И все же нет, не все так просто. Загвоздка в том, что мне всегда нужно было переживать влюбленность, первый ее расцвет, первый пыл увлечения. А стоило ему угаснуть — и я уже рвался дальше. Я еще не упоминал, но ведь до Ленор были другие: Аманда, Софи, Джиллиан, Кэтрин, Дельфина, Сара… целая череда, уходящая куда-то в туманы отрочества. Штука в том, что и в девяносто четвертом я все еще оставался мальчишкой.

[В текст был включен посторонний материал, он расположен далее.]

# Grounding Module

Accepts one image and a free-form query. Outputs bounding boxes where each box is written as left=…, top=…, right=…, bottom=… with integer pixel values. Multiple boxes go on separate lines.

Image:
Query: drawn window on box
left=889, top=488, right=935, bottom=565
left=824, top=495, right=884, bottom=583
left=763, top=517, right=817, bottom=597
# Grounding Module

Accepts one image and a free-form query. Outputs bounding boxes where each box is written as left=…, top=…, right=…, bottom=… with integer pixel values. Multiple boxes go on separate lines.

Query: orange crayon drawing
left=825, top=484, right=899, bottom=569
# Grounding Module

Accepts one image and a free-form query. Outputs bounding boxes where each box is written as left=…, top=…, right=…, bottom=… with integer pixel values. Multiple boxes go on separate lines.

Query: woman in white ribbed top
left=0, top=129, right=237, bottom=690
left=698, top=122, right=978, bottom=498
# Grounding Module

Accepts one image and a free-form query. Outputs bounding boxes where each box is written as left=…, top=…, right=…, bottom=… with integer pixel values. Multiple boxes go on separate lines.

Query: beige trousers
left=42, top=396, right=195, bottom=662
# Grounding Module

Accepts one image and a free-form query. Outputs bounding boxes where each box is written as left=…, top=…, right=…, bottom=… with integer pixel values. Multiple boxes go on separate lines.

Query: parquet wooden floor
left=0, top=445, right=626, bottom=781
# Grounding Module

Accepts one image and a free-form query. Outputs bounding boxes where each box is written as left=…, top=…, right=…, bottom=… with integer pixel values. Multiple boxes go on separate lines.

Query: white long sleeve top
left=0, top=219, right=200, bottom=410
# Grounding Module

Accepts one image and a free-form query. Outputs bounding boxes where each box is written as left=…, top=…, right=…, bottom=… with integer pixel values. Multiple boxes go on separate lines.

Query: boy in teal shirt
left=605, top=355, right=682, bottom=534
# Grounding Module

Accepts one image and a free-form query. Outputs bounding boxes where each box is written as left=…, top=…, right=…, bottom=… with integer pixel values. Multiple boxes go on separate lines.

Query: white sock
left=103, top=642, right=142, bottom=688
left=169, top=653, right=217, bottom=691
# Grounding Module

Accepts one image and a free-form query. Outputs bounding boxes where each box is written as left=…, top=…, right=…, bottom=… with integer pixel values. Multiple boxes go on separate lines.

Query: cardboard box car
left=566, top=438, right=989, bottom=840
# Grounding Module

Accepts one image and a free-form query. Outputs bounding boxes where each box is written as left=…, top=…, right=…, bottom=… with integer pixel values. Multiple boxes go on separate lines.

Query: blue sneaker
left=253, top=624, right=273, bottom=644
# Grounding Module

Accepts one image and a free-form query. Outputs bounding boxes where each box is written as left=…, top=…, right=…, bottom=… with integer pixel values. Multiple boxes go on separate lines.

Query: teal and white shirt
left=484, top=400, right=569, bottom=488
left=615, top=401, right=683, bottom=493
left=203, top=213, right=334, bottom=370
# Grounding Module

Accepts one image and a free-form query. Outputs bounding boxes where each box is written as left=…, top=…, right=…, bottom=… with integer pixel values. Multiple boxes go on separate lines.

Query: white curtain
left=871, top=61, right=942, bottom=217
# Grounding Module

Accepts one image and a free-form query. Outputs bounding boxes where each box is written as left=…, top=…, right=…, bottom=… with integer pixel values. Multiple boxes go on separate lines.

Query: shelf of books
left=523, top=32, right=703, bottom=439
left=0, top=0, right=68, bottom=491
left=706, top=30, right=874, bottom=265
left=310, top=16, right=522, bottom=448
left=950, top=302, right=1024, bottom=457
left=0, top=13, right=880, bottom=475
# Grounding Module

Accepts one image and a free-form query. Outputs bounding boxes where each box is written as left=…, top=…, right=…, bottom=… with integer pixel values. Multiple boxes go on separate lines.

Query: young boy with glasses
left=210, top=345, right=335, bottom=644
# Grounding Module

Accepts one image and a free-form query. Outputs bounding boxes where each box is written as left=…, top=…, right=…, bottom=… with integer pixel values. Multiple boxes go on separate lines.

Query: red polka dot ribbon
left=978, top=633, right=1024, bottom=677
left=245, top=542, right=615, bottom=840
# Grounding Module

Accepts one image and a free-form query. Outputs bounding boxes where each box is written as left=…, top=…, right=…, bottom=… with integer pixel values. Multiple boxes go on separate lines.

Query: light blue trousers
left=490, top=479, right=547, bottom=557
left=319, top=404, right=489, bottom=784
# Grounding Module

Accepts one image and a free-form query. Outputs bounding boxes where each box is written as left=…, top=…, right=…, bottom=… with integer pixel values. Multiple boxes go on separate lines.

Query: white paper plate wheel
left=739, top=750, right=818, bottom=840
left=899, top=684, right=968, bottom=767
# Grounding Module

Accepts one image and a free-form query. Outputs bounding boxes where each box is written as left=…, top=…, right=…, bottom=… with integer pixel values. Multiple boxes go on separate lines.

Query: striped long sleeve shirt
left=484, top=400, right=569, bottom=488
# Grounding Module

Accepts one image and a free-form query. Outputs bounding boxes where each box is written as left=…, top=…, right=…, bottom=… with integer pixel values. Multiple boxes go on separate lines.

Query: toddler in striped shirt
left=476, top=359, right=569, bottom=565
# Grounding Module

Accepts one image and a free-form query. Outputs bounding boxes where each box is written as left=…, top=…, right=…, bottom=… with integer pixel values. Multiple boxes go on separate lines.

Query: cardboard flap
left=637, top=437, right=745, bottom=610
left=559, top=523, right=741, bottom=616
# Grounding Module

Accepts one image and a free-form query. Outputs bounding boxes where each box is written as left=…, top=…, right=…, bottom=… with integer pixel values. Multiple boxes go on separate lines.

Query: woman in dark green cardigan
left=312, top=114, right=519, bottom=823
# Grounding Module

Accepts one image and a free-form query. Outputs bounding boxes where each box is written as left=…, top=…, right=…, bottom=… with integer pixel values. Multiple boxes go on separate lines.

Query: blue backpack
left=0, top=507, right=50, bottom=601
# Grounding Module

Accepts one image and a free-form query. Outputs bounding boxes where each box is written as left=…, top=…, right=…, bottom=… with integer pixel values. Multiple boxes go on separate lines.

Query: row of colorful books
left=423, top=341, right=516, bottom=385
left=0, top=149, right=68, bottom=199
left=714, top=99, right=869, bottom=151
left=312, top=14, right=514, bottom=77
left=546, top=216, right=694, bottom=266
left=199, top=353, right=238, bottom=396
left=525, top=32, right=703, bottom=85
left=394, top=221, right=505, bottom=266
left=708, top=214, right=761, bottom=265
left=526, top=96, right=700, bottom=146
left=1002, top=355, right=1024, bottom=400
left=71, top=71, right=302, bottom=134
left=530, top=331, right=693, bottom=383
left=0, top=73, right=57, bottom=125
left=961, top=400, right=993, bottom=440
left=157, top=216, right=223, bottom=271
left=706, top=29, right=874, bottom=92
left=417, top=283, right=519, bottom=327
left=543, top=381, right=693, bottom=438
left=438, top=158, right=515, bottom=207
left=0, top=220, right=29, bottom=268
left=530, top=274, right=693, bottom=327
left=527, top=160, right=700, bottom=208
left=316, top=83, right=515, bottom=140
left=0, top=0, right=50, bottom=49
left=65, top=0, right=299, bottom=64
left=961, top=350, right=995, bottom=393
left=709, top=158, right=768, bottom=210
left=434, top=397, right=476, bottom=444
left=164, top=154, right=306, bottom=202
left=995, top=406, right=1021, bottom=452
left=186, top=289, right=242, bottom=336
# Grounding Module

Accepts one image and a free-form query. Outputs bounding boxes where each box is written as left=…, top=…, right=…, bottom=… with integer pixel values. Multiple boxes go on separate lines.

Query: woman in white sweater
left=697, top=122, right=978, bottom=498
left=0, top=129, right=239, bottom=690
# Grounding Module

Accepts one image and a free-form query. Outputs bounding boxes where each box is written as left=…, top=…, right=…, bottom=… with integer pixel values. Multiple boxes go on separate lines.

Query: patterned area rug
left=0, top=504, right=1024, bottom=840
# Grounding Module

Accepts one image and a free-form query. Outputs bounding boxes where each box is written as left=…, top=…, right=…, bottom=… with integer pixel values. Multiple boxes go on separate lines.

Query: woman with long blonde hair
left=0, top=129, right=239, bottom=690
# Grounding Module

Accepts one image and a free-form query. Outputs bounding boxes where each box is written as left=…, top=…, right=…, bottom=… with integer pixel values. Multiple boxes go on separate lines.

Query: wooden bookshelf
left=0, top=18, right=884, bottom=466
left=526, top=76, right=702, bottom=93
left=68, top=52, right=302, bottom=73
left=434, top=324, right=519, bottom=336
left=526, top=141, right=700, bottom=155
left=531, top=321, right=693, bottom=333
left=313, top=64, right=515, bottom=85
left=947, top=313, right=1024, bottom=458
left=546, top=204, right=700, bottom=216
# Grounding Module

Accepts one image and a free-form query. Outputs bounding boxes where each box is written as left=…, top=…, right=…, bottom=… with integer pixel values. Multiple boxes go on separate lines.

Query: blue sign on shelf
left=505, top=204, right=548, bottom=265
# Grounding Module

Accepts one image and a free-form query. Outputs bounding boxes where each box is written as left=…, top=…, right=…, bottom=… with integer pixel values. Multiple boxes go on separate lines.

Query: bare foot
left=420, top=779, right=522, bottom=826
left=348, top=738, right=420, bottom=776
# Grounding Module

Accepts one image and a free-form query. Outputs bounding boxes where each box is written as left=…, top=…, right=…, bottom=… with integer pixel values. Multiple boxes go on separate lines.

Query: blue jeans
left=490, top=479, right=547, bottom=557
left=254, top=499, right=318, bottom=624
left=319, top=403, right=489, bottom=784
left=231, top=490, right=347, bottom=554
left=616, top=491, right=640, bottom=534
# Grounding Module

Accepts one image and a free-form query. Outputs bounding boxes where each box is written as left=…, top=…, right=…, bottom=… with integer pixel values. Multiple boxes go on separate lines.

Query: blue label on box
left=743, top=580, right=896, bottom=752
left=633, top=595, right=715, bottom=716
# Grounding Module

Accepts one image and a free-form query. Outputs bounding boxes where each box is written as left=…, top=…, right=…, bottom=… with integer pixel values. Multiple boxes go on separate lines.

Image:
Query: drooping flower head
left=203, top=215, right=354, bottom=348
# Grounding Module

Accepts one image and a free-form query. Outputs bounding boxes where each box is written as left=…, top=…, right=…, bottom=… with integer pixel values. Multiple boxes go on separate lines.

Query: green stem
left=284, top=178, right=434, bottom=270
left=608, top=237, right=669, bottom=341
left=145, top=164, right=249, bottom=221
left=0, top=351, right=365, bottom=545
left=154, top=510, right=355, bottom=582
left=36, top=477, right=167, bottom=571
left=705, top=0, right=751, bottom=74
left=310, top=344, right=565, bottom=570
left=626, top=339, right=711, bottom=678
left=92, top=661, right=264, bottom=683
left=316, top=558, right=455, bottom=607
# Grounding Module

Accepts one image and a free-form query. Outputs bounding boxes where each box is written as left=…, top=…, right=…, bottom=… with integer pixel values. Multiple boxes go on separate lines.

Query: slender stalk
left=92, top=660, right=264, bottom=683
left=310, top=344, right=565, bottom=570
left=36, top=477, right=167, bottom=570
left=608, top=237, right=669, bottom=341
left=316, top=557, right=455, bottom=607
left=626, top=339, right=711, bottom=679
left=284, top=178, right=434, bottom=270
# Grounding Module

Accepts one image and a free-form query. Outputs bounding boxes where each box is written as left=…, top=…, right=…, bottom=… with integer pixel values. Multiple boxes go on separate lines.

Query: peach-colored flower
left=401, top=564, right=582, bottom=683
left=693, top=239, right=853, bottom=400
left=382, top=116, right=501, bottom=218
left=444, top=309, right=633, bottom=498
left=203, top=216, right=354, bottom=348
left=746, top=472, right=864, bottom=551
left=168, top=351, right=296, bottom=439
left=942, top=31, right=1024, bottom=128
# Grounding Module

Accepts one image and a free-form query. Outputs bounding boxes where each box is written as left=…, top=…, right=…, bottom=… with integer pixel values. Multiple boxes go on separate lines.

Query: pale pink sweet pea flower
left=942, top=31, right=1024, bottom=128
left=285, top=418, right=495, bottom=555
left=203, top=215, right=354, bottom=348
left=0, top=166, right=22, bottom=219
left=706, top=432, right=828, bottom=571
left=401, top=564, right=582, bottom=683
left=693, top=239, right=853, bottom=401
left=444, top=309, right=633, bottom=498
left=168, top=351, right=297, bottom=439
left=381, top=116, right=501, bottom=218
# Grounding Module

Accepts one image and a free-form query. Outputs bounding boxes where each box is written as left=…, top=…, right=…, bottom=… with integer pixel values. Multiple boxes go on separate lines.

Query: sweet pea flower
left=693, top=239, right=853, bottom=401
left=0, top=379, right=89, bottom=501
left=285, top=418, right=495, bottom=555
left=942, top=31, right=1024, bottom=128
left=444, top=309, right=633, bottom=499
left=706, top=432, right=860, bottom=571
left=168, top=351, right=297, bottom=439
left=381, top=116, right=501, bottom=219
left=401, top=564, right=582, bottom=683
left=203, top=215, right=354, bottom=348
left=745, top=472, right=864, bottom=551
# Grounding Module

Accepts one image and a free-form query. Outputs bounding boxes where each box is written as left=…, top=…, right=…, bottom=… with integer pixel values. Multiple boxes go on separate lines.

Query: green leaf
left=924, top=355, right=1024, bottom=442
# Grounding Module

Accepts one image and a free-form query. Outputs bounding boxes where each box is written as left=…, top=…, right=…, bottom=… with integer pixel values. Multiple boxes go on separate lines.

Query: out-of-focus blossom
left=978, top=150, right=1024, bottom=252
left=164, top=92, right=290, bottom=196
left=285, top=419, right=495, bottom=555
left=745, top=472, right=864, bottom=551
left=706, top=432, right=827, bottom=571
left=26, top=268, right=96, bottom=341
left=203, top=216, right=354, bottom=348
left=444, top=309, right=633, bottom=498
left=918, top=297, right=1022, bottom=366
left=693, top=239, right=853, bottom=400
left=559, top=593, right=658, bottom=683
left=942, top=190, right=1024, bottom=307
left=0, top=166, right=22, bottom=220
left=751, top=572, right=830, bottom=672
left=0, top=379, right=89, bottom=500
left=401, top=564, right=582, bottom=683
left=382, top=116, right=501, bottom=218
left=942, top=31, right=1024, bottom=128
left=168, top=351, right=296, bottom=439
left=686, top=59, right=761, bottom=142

И вот еще что: если бы я вел себя по-другому, она бы не покончила с собой. Да, конечно, она находила в несчастье какое-то извращенное удовольствие, и вообще уживаться с ней было нелегко, но если бы она откалывала свои обычные номера с другим мужчиной, получше меня, то, скорее всего, была бы жива до сих пор. У некоторых отношения строятся так, что один человек — вроде ключика, а другой — вроде замкА, сегодня так, а завтра — наоборот, и так по очереди; но порой случается, что оба они как ключи или оба — как замки, и тогда уж ничего не поделаешь. И все-таки что-то да можно было поделать, не будь я таким эгоистом, не стремись я брать в любви побольше, а отдавать поменьше. Никаких причин уходить из жизни у нее не было, и в ее смерти я винил только себя.
34
ДРУЗЬЯ, КОТОРЫХ С НАМИ НЕТ
После Национальной галереи и Трафальгарской площади я двинулся без особых на то причин в «Зетланд-Армз», и Амариллис оказалась там. При виде меня она улыбнулась, подняла руки — мол, сдаюсь, что уж с тобой поделаешь, и поманила меня к своему столику.
— Извини, — сказал я. — Я тебя не нарочно нашел.
— А если бы и нарочно — все равно, ничего страшного. Раз уж случилось, значит, так тому и быть.
— Чем-то все это похоже на бутылку Клейна номер пятнадцать.
— Это которая?
Я достал свое сокровище из рюкзака и протянул Амариллис:
— На, подержи.
Эта бутылка уже стала для меня фетишем: казалось, в ней таятся мистические узы, соединяющие меня с Амариллис.
— Лучше не надо, — отказалась она, отводя глаза. Наши мысли и недомолвки скользили среди этих разноцветных огоньков и светильников, теней и клубов дыма, музыки и голосов, как в лабиринте, то приближаясь, то отдаляясь от центра, наматывая петлю за петлей между виски, крепким, как тис, и горьким, как остролист, пивом.
— Чего ты боишься? — спросил я.
— Всего.
Она смотрела куда-то вдаль, задумчиво водя большим и средним пальцами вверх-вниз по стакану.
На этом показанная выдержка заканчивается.